12.3.1 - Formulas & Assumptions

Simple linear regression uses data from a sample to construct the line of best fit. But what makes a line “best fit”? The most common method of constructing a regression line, and the method that we will be using in this course, is the least squares method. The least squares method computes the values of the y-intercept and slope that make the sum of the squared residuals as small as possible. A residual is the difference between the actual value of y and the value of y predicted by \(\widehat{y}=b_0+b_1 x\). Residuals are symbolized by \(\varepsilon \) (“epsilon”) in a population and \(e\) or \(\widehat{\varepsilon }\) in a sample.

Residuals

As with most predictions, you expect there to be some error. In other words, you expect the prediction to not be exactly correct. For example, when predicting the percent of voters who selected your candidate, you would expect the prediction to be accurate but not necessarily the exact final voting percentage. Also, in regression, usually not every individual with the same \(x\) value has the same \(y\) value. For example, if we are using height to predict weight, not every person with the same height would have the same weight. These errors in regression predictions are called residuals or prediction error. The residuals are calculated by taking the observed \(y\) value minus its corresponding predicted \(y\) value. Therefore, each individual has a residual. The goal in least squares regression is to select the line that minimizes the squared residuals. In essence, we create a best fit line that has the least amount of error.

Residual
\(e_i =y_i -\widehat{y}_i\)

\(y_i\) = actual value of y for the ith observation
\(\widehat{y}_i\) = predicted value of y for the ith observation

Sum of Squared Residuals

Also known as Sum of Squared Errors (SSE)
\(SSE=\sum (y-\widehat{y})^2\)

Computing \(b_0\) and \(b_1\) by hand

Recall, the equation for a simple linear regression line is \(\widehat{y}=b_0+b_1x\) where \(b_0\) is the \(y\)-intercept and \(b_1\) is the slope.

Statistical software will compute the values of the \(y\)-intercept and slope that minimize the sum of squared residuals. The conceptual formulas below show how these statistics are related to one another and how they relate to correlation which you learned about earlier in this lesson. In this course we will always be using Minitab Express to compute these values.

Slope
\(b_1 =r \frac{s_y}{s_x}\)

\(r\) = Pearson’s correlation coefficient between \(x\) and \(y\)
\(s_y\) = standard deviation of \(y\)
\(s_x\) = standard deviation of \(x\)

y-intercept
\(b_0=\overline {y} – b_1 \overline {x}\)

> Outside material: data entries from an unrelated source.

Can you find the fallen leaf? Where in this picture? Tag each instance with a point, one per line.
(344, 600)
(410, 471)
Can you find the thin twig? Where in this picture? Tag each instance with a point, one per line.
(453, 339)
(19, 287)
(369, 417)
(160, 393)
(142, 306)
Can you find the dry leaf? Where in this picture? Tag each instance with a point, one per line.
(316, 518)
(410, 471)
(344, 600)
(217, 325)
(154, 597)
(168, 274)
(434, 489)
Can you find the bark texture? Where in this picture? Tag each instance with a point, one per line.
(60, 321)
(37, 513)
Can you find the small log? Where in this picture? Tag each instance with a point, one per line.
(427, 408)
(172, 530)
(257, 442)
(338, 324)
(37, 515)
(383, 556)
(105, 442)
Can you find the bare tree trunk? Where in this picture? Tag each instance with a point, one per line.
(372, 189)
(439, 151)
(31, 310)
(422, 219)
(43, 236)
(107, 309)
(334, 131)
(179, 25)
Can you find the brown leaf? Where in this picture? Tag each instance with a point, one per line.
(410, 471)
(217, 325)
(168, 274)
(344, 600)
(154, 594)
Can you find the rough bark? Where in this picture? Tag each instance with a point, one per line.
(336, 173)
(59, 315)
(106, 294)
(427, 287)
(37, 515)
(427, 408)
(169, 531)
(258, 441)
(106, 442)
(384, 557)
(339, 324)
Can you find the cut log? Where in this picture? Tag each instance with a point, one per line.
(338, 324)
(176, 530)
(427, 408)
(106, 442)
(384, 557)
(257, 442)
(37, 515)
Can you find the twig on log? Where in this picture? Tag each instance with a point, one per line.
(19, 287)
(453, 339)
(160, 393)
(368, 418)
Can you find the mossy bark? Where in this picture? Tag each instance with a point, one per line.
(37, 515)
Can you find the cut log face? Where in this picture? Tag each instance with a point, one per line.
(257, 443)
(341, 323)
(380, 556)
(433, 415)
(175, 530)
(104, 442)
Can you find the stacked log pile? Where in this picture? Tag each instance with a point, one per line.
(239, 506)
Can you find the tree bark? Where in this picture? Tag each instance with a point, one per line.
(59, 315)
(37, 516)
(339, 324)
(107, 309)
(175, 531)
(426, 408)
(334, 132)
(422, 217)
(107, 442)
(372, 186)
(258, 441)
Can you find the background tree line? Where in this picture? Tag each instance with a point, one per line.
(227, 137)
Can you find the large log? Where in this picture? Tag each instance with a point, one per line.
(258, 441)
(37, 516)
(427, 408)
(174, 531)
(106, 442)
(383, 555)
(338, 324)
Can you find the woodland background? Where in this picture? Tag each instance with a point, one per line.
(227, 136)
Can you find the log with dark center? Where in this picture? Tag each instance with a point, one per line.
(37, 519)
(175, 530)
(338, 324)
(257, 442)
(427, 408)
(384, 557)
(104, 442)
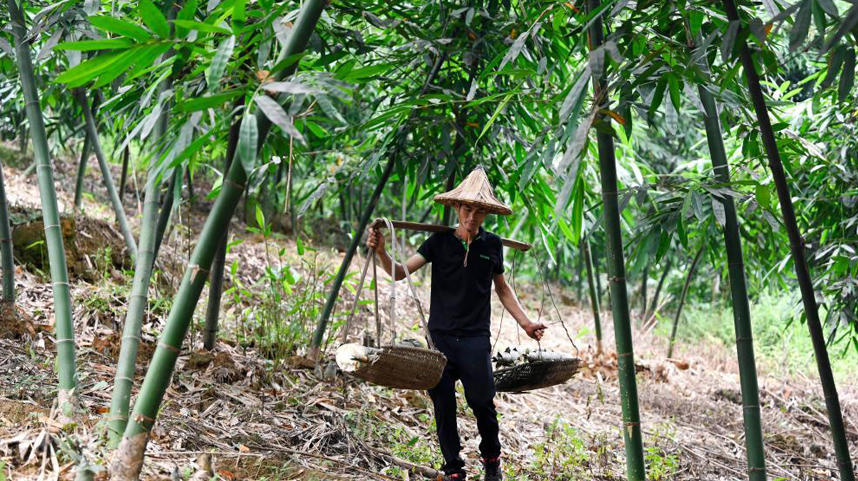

\(\overline {y}\) = mean of \(y\)
\(\overline {x}\) = mean of \(x\)
\(b_1\) = slope

Assumptions of Simple Linear Regression

In order to use the methods above, there are four assumptions that must be met:

  1. Linearity: The relationship between \(x\) and y must be linear. Check this assumption by examining a scatterplot of \(x\) and \(y\).
  2. Independence of errors: There is not a relationship between the residuals and the \(y\) variable; in other words, \(y\) is independent from errors. Check this assumption by examining a scatterplot of “residuals versus fits”; the correlation should be approximately 0.
  3. Normality of errors: The residuals must be approximately normally distributed. Check this assumption by examining a normal probability plot; the observations should be near the line. You can also examine a histogram of the residuals; it should be approximately normally distributed.
  4. Equal variances: The variance of the residuals is the same for all values of \(x\). Check this assumption by examining the scatterplot of “residuals versus fits”; the variance of the residuals should be the same across all values of the \(x\)-axis. If the plot shows a pattern (e.g., bowtie or megaphone shape), then variances are not consistent and this assumption has not been met.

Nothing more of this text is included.